This repository releases the official implementation of EGM: Efficient Visual Grounding Language Models.

Abstract

Visual grounding is an essential capability of Visual Language Models (VLMs) to understand the real physical world. Previous state-of-the-art grounding visual language models usually have large model sizes, making them heavy for deployment and slow for inference. However, we notice that the sizes of visual encoders are nearly the same for small and large VLMs and the major difference is the sizes of the language models. Small VLMs fall behind larger VLMs in grounding because of the difference in language understanding capability rather than visual information handling. To mitigate the gap, we introduce 'Efficient visual Grounding language Models' (EGM): generate many mid-quality tokens (from small models) to match the performance of large VLMs with few high-quality but expensive tokens. This method is deployment-friendly, and yields better end-to-end latency: On the RefCOCO benchmark, our EGM-Qwen3-VL-8B demonstrates 91.4 IoU with an average of 737ms (5.9x faster) latency while Qwen3-VL-235B demands 4,320ms to reach 90.5 IoU. To validate our approach's generality, we further set up a new amodal grounding setting that requires the model to predict both the visible and occluded parts of the objects. Experiments show our method consistently improves both vanilla and amodal grounding capabilities of small models to match or outperform larger models, thereby improving efficiency for visual grounding.

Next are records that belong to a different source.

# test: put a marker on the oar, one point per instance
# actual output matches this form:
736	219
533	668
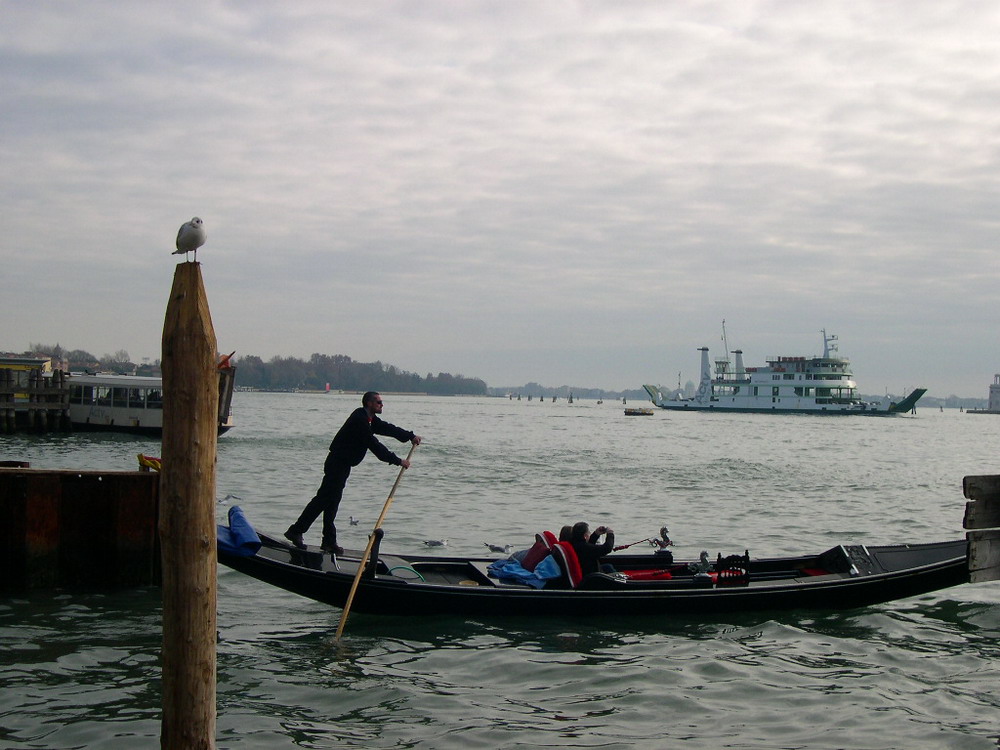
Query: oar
368	549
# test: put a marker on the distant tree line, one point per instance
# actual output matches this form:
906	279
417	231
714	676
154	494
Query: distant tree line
289	373
343	373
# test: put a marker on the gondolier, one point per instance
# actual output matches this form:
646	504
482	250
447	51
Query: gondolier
348	449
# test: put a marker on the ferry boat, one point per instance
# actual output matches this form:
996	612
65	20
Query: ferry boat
130	403
810	385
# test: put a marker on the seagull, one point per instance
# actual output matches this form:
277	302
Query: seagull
190	237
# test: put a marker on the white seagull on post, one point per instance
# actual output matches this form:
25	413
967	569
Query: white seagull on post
190	237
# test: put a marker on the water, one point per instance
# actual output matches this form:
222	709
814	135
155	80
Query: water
81	670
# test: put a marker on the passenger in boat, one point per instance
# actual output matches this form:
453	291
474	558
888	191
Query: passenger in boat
588	551
349	447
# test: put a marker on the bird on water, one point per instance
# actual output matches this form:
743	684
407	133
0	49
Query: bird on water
190	237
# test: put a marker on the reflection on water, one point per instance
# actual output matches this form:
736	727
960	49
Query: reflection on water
81	670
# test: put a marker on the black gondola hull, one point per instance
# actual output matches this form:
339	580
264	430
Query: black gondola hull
461	586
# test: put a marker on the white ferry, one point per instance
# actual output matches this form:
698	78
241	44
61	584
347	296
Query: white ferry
811	385
130	403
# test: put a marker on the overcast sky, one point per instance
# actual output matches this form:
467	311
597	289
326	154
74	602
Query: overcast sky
575	193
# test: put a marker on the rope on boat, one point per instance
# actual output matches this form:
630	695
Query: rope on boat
650	540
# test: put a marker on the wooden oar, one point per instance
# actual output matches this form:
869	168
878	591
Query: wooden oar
368	549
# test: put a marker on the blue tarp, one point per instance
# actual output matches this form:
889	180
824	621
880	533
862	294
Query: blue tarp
545	571
239	538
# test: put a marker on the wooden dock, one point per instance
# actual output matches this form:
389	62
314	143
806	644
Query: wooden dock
39	405
78	529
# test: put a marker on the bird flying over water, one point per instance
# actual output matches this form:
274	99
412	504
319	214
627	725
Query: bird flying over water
190	237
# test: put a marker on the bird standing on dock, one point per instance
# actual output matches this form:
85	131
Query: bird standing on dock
190	237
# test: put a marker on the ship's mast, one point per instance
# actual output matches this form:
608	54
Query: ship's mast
828	346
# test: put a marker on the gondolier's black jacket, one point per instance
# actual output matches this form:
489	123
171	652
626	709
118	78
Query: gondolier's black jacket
357	436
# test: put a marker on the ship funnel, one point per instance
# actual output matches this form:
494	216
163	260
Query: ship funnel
740	370
704	392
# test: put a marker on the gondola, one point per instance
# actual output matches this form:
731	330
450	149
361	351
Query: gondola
842	577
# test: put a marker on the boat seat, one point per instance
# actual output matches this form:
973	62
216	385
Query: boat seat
569	563
539	550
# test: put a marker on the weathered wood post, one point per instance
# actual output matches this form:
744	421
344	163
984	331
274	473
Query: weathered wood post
982	518
187	515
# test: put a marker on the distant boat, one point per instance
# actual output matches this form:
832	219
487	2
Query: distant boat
993	405
806	385
129	403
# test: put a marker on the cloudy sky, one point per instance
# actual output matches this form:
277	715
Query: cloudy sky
568	192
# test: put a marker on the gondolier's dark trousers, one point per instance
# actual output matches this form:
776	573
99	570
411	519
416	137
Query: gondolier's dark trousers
326	501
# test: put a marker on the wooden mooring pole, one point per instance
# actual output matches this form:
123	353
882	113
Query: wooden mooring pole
187	515
982	518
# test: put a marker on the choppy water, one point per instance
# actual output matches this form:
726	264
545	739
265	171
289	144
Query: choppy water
80	670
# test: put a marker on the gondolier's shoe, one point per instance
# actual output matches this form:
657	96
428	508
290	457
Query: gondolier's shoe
332	548
295	538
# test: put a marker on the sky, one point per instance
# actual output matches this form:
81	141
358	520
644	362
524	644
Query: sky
571	193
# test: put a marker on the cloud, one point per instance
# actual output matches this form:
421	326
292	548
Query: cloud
571	192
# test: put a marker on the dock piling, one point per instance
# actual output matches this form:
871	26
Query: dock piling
187	515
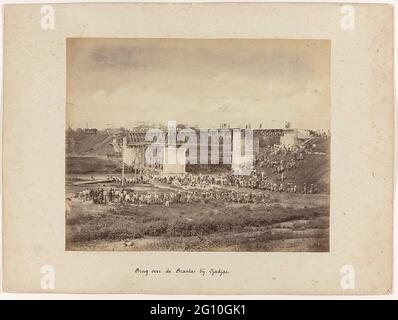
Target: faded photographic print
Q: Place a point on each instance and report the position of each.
(197, 145)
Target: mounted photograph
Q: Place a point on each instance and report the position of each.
(197, 145)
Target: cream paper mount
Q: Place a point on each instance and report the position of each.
(88, 209)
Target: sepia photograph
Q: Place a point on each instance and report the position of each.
(247, 122)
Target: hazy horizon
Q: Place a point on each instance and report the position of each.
(197, 82)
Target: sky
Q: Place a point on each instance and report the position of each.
(121, 82)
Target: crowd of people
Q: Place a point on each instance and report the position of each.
(114, 195)
(204, 187)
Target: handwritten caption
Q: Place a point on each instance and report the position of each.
(212, 272)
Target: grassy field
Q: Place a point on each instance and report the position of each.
(285, 223)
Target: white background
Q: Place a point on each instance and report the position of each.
(394, 295)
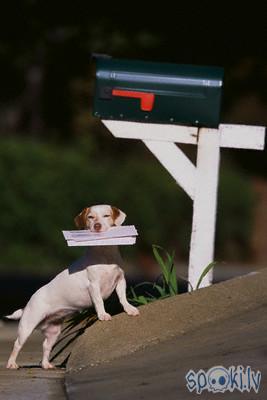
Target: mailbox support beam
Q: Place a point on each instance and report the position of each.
(200, 182)
(204, 206)
(174, 160)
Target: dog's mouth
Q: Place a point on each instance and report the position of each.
(98, 228)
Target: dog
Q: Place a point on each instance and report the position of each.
(88, 281)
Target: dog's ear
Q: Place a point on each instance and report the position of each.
(80, 220)
(118, 216)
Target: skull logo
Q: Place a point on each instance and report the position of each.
(218, 379)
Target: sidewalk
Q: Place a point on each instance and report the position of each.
(148, 357)
(29, 382)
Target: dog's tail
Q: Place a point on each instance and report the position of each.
(16, 314)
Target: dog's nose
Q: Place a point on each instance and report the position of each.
(97, 226)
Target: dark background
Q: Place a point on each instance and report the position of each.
(55, 158)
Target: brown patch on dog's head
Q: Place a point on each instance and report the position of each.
(118, 216)
(81, 219)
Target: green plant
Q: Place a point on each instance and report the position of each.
(78, 323)
(75, 327)
(169, 279)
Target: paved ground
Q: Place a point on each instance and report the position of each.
(147, 357)
(29, 382)
(158, 372)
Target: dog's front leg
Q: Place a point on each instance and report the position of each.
(98, 302)
(121, 292)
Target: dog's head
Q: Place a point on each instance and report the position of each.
(99, 218)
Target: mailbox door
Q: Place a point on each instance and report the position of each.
(158, 93)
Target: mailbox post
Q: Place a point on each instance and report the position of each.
(165, 104)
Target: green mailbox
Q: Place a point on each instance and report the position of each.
(140, 91)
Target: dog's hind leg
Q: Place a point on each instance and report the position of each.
(51, 332)
(27, 324)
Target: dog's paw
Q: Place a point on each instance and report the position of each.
(104, 317)
(47, 365)
(12, 365)
(131, 310)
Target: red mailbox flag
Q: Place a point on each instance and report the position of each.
(146, 99)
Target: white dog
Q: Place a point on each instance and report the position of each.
(86, 282)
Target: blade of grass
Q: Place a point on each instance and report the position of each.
(204, 273)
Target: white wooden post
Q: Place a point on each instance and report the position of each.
(204, 206)
(200, 182)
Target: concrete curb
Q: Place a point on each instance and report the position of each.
(161, 320)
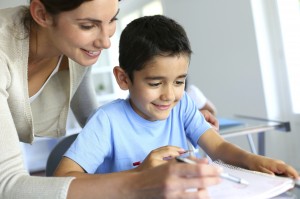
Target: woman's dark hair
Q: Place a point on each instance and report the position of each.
(54, 7)
(147, 37)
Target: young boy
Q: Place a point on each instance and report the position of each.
(154, 61)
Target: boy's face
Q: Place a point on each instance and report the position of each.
(159, 86)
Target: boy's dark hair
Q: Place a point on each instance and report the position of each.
(150, 36)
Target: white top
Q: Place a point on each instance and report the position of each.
(45, 116)
(196, 94)
(32, 98)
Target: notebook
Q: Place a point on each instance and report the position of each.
(261, 185)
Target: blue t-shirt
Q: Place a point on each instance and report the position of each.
(116, 136)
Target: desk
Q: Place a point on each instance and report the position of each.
(292, 194)
(245, 125)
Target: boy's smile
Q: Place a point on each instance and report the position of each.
(158, 87)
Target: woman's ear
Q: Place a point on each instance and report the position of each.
(121, 78)
(40, 14)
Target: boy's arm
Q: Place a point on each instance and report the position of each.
(217, 148)
(68, 167)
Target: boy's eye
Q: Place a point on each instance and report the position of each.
(86, 27)
(154, 84)
(179, 82)
(114, 19)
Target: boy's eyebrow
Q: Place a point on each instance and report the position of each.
(162, 77)
(96, 20)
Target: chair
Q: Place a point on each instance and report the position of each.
(57, 152)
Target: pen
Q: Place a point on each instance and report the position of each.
(222, 175)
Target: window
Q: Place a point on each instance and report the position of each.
(289, 17)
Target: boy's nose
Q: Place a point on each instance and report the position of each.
(168, 93)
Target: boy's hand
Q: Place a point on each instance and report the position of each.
(210, 118)
(160, 156)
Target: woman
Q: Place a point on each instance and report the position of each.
(44, 57)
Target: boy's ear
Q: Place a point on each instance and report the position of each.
(121, 78)
(40, 14)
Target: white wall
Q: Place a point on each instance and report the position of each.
(11, 3)
(226, 65)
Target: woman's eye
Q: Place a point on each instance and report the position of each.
(154, 84)
(86, 27)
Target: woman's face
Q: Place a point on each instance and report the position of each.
(82, 34)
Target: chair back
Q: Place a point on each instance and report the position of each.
(57, 152)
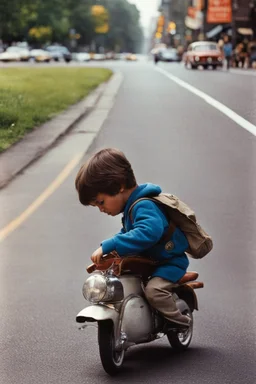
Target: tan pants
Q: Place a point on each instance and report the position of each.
(159, 295)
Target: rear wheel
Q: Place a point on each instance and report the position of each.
(180, 339)
(111, 359)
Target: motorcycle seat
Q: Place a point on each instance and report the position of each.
(189, 276)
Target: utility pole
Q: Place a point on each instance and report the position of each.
(234, 11)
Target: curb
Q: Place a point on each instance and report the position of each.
(20, 155)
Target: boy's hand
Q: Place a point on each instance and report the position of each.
(97, 255)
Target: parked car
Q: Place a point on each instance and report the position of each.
(204, 53)
(81, 56)
(15, 54)
(40, 55)
(169, 55)
(131, 57)
(59, 52)
(98, 56)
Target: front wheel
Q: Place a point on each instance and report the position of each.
(111, 359)
(180, 339)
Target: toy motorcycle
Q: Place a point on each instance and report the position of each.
(125, 318)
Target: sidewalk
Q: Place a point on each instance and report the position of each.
(20, 155)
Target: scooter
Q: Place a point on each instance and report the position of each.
(116, 290)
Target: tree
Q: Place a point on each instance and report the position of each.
(125, 33)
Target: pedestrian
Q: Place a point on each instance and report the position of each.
(156, 58)
(227, 50)
(107, 181)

See our website for more details : https://nvlabs.github.io/EGM

Table of Contents

EGM: Efficient Visual Grounding Language Models

Motivation of the EGM method

Previous state-of-the-art grounding VLMs usually have large model sizes, making them heavy for deployment and slow for inference. In contrast, our EGM scales test-time inference instead; by outputting more tokens with a smaller model to bridge the understanding gap, we achieve on-par performance with significantly better efficiency.

Performance of the EGM method

Our EGM models (2B/4B/8B) have greatly improved the efficiency of visual grounding. For example, EGM-Qwen3-VL-8B outperforms both the state-of-the-art Qwen3-VL-235B-Instruct and Qwen3-VL-235B-Thinking models for accuracy, while speeding up 5.9× and 18.9× in terms of GPU latency.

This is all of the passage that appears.